With his first wife, the former Sarah Elizabeth "Sally" Tatum (1937-2001), [5]Andress had four children, Weston Andress, Elizabeth Steedman, Laura Beaver, and Collier Smith. After Sally's death, he wed Oneta Hancock (born March 28, 1934), the widow of the Minden physician Charles Hancock. From the second marriage, Andress acquired two step-children, Kendall Hancock and Allyson H. Kinzel.[4]

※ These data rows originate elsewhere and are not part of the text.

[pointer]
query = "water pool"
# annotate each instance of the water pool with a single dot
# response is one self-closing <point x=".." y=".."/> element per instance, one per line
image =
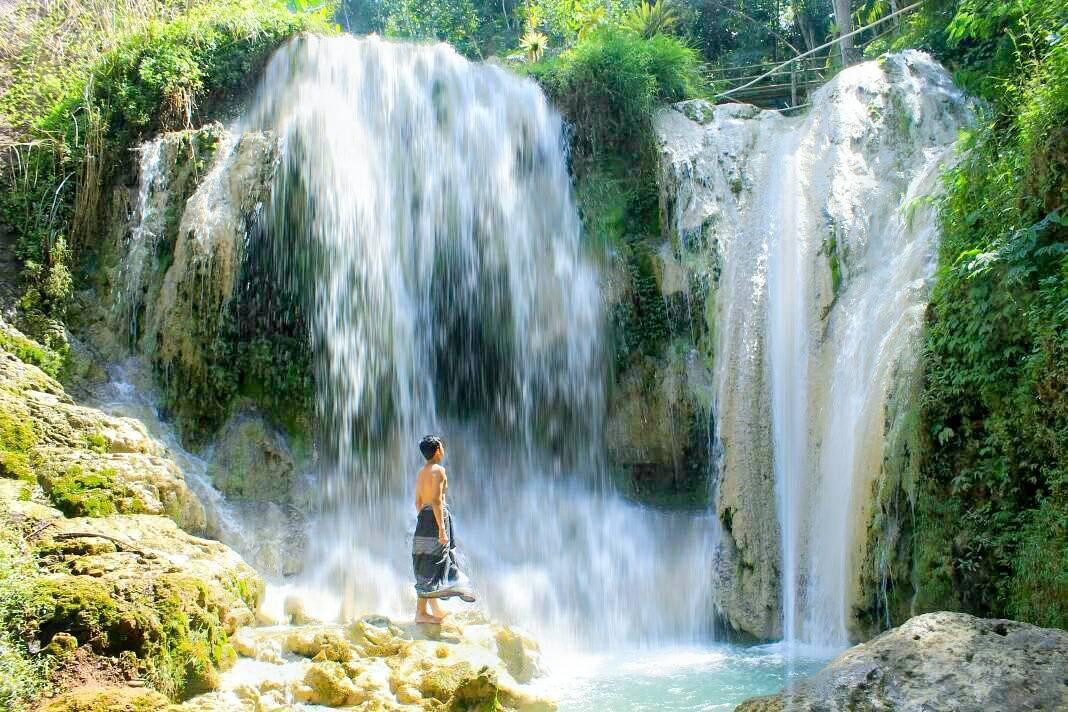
<point x="679" y="680"/>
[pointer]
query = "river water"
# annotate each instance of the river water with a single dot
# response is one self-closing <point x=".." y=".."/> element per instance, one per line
<point x="423" y="215"/>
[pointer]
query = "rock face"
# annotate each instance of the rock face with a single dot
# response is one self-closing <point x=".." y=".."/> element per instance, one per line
<point x="172" y="260"/>
<point x="807" y="243"/>
<point x="939" y="661"/>
<point x="251" y="461"/>
<point x="467" y="663"/>
<point x="97" y="504"/>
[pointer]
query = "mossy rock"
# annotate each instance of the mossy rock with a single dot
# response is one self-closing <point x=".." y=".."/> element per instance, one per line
<point x="118" y="699"/>
<point x="79" y="493"/>
<point x="477" y="693"/>
<point x="461" y="687"/>
<point x="168" y="621"/>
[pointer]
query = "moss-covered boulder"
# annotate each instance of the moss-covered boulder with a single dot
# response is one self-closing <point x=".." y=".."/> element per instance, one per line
<point x="109" y="571"/>
<point x="327" y="683"/>
<point x="251" y="460"/>
<point x="118" y="699"/>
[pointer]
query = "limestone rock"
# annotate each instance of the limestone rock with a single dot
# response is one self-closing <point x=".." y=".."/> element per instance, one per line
<point x="939" y="661"/>
<point x="251" y="460"/>
<point x="326" y="683"/>
<point x="136" y="481"/>
<point x="318" y="644"/>
<point x="118" y="699"/>
<point x="519" y="653"/>
<point x="868" y="144"/>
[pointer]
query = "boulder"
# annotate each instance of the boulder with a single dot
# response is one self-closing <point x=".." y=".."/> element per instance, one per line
<point x="329" y="645"/>
<point x="251" y="460"/>
<point x="939" y="661"/>
<point x="327" y="683"/>
<point x="118" y="699"/>
<point x="520" y="653"/>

Thad and Sally Andress are interred with other family members in the historic Minden Cemetery,[4] of which he formerly served on the board.[2] John Agan, the official Webster Parish historian and an instructor at Bossier Parish Community College in Bossier City, whose parents both worked for Andress Motors, said, "We cannot replace Thad, but we can dedicate ourselves to carry on his work of 'doing good things for Minden.'"[2]

References

  1. 1.0 1.1 Christopher Chaffe. Old.findagrave.com (April 6, 2018).
  2. 2.0 2.1 2.2 2.3 2.4 John Agan (February 22, 2018). Andress, Minden history go hand-in-hand. Retrieved on April 6, 2018.
  3. Harry Carter Andress. Old.findagrave.com. Retrieved on April 6, 2018.
  4. 4.0 4.1 4.2 4.3 4.4 4.5 Redden Andress obituary. The Shreveport Times (February 22, 2018). Retrieved on April 6, 2018.
  5. Sally Tatum Andress. Old.findagrave.com. Retrieved on April 6, 2018.